In closing, only in the mind of a college professor with zero business experience does the logic of taking money from the private sector to spur private sector jobs compute. How could taking a billion dollars out of investment funds and savings accounts create jobs? Especially when some of this money will be spent on hiring new regulators to increase the size of government which is already far too large.
If anything, the more you increase tax rates and grow government, the less private sector capital there is to tax!
In an international market where every company has to compete, the citizens with the least regulation and overhead have the advantage.
I have witnessed countless companies grow so big that they cannot function efficiently and the US government is 10,000 times bigger than the largest of these companies.
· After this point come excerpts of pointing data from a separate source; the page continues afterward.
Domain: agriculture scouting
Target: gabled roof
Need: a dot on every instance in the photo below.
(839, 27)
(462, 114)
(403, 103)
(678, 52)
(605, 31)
Moreover, it pays less, virtually guarantees employment regardless of performance and grows regardless of how well it does its job and especially if it fails to do its job.
The more I look at the Democratic utopia of reduced personal responsibility, diminished liberty, increased regulation, massive welfare programs and suffocating regulations the more I see a future more like Cuba and North Korea.
It is why the American people need to start campaigning against Obama as hard as they can for the next two years and put him out to pasture so liberal elites can hire him out to speak at $100k a pop.
As we look to a future where we must compete more vigorously against countries with more educated people and who work harder and have less entitlements, can we please elect more politicians who have actually managed something and heaven forbid had to make a payroll?
-- Rich Tehrani
Update: on Friday, December 10, 2010 at 4:30 PM, president Clinton gives the speech Obama should have - less partisan and more positive regarding how no bipartisan bill is perfect when you are partisan. President Obama deserves credit for bringing Clinton into this situation to strengthen his position.